On this side of the border, 61% of adults are familiar with the term “podcast”, compared to slightly more reported in the United States, 64% (Edison Research). In Canada, it’s no great surprise that 18–34-year-olds show the most enthusiasm for this type of audio content. 41% of the members of this age group listen to a podcast every month. The Canadian average stands at 28%.

However, a comparison between the United States and Canada shows that we do not consume podcasts in the same way.

Many Canadians still prefer to listen to podcasts on their computers (40%), although their preferred method is via a mobile device (57%). Americans have a preference for listening to podcasts on their mobile devices (68%), while nearly 30% of fans use their computers to listen to them. Our differences can also be seen in the locations we choose for listening. More Canadians (61%) than Americans (49%) prefer to do their listening at home, where new devices have made remarkable progress during the last year. Indeed, among American consumers who frequently listen to podcasts, 24% regularly listen to this type of programming using a smart speaker. It is important to point out that contrary to Canadians, they have had access to this technology since 2014.

Smart speakers and creative content

Canadians have embraced smart speakers.

Available in Canada since June 2017, already 8% of the national population says they own one (Edison Research). Moreover, half of smart speaker owners keep the device in their living room (MTM), which may give rise to consuming more than just practical content (like asking for a weather forecast, a general knowledge question, or listening to the news), such as collective listening and interactive creative content.

The use of smart speakers is reminiscent of the beginnings of radio, whose history is closely tied to collective listening. Whether in a public setting or a more intimate family gathering, radio broadcasting allowed multi-generational groups to gather around a single technology. Through smart speakers, audio seems to have maintained its power to unite.

Our 2018 report described several different interactive storytelling initiatives developed for Amazon’s Alexa. The industry has continued to experiment in this area by launching interactive productions related to series and films. Netflix promoted its Lost in Space series via an interactive audio adventure designed for Google Home.

Interactive audio stories targeting the kids’ market

The interactive audio content offer for children has exploded over the last year.

Amazon has even launched a children’s version of its Echo smart speaker with integrated parental controls. BBC Kids, LEGO and Nickelodeon are among the companies that have produced content for this type of device.

In the last year, Universal and Earplay also launched Jurassic World Revealed for Alexa. Earplay, in coproduction with American public radio station WBUR, released You and the Beanstalk, a tale for 6–12-year-olds.

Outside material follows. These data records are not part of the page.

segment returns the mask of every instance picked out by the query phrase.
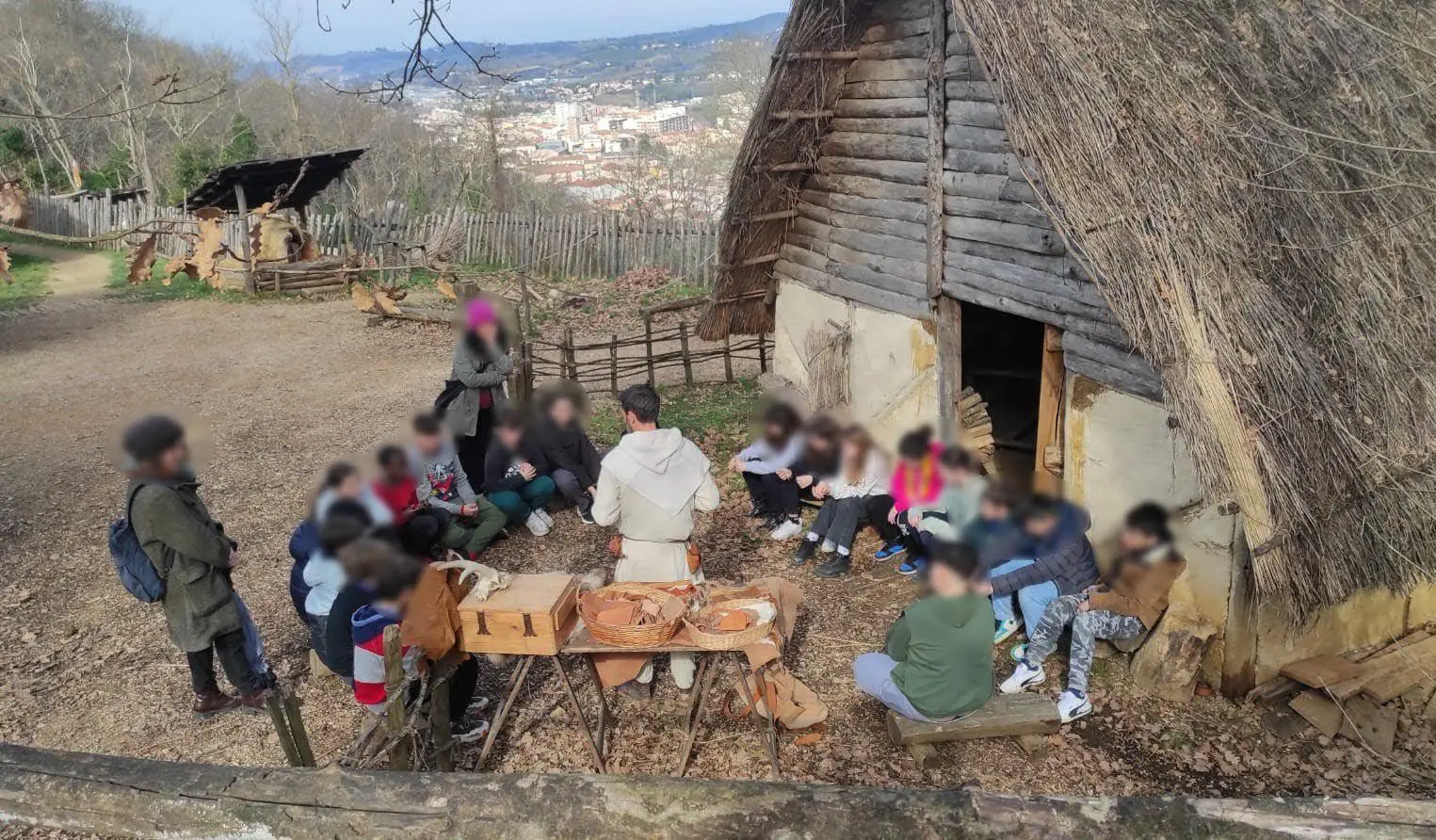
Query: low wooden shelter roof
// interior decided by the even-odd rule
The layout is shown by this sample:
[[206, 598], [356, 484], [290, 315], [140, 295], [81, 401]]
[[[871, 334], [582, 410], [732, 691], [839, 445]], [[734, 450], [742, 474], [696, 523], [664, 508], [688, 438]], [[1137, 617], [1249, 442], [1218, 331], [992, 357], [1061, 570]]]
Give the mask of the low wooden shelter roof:
[[[898, 1], [912, 20], [890, 29], [919, 30], [929, 4]], [[1206, 495], [1239, 511], [1258, 597], [1305, 619], [1436, 576], [1436, 10], [942, 3], [1044, 174], [1043, 211], [1160, 375]], [[778, 52], [857, 49], [873, 7], [797, 0]], [[833, 67], [774, 62], [704, 337], [774, 327], [783, 230], [755, 220], [798, 200], [774, 171], [820, 169], [821, 132], [794, 116], [833, 113]], [[793, 164], [761, 157], [778, 145]]]
[[184, 200], [184, 207], [217, 207], [238, 211], [236, 187], [244, 188], [246, 201], [256, 207], [266, 201], [274, 202], [274, 210], [304, 207], [314, 195], [345, 174], [365, 149], [343, 149], [297, 158], [270, 158], [266, 161], [241, 161], [220, 167], [205, 175], [204, 181]]

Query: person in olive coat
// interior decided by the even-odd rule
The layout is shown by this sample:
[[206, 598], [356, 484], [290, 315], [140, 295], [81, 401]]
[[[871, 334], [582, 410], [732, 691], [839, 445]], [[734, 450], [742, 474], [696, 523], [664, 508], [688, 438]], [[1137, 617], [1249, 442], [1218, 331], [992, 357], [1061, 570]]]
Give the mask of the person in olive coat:
[[[263, 712], [267, 686], [246, 658], [230, 580], [238, 553], [200, 498], [184, 428], [167, 416], [148, 416], [125, 429], [121, 442], [132, 461], [126, 515], [165, 582], [165, 623], [190, 665], [194, 715], [202, 719], [234, 709]], [[238, 698], [220, 691], [215, 655]]]

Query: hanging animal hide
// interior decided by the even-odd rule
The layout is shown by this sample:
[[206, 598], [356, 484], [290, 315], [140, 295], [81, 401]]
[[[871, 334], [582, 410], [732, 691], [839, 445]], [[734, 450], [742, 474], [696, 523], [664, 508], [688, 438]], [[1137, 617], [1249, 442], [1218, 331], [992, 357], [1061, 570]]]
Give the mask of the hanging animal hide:
[[129, 271], [125, 274], [125, 280], [131, 286], [139, 286], [155, 270], [155, 248], [159, 247], [159, 234], [149, 234], [149, 238], [139, 243], [135, 248], [134, 256], [129, 258]]

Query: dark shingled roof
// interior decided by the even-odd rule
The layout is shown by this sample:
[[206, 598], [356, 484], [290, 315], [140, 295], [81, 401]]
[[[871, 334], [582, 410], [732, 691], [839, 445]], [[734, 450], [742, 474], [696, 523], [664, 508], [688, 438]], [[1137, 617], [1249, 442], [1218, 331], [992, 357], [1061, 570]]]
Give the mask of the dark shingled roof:
[[204, 182], [194, 188], [194, 192], [184, 200], [184, 207], [198, 210], [201, 207], [218, 207], [220, 210], [238, 211], [238, 201], [234, 197], [236, 187], [244, 187], [244, 200], [248, 205], [258, 207], [271, 201], [276, 195], [294, 190], [274, 210], [284, 207], [303, 207], [325, 187], [333, 184], [335, 178], [345, 174], [365, 149], [345, 149], [339, 152], [325, 152], [320, 155], [303, 155], [299, 158], [273, 158], [269, 161], [241, 161], [220, 167], [205, 175]]

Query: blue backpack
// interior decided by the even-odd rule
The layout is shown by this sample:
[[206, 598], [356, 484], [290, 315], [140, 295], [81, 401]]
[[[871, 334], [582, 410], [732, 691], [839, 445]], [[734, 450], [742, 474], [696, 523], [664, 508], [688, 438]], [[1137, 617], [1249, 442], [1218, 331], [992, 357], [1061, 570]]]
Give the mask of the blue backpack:
[[134, 526], [129, 524], [129, 507], [135, 504], [135, 494], [144, 487], [144, 484], [135, 487], [135, 493], [125, 500], [125, 515], [109, 524], [109, 559], [115, 563], [119, 583], [129, 594], [144, 603], [155, 603], [165, 597], [165, 582], [139, 544]]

In Canada, Groupe Média TFO launched its Boukili Audio application, an interactive game to help 4–8-year-olds learn French. Additionally, Toronto’s Storyflow launched a platform and hub for interactive voice entertainment and started developing choose-your-own-adventure style interactive stories for children. Targeted at families, the stories let kids interact with characters and choose how the action unfolds.

Carefully controlled content

Of course, the use of voice-activated assistants in general and smart speakers in particular only requires us to use our voices.

In contrast with many other technologies that demand minimum levels of competency in reading and writing or a certain fluency with screens and keyboards, one needs only to be able to speak to use a smart speaker. Consequently, they are accessible to a very large client base, which includes children.

However, we still do not know what effects this type of content will have on young audiences. Sara DeWitt, vice president of digital at PBS Kids, wonders if children truly understand to whom or to what they are speaking. It is therefore crucial that care be taken in the creation of interactive audio stories targeting children and youth.

Beyond these important considerations, the increasing popularity of these devices translates into numerous opportunities for experimentation in content creation.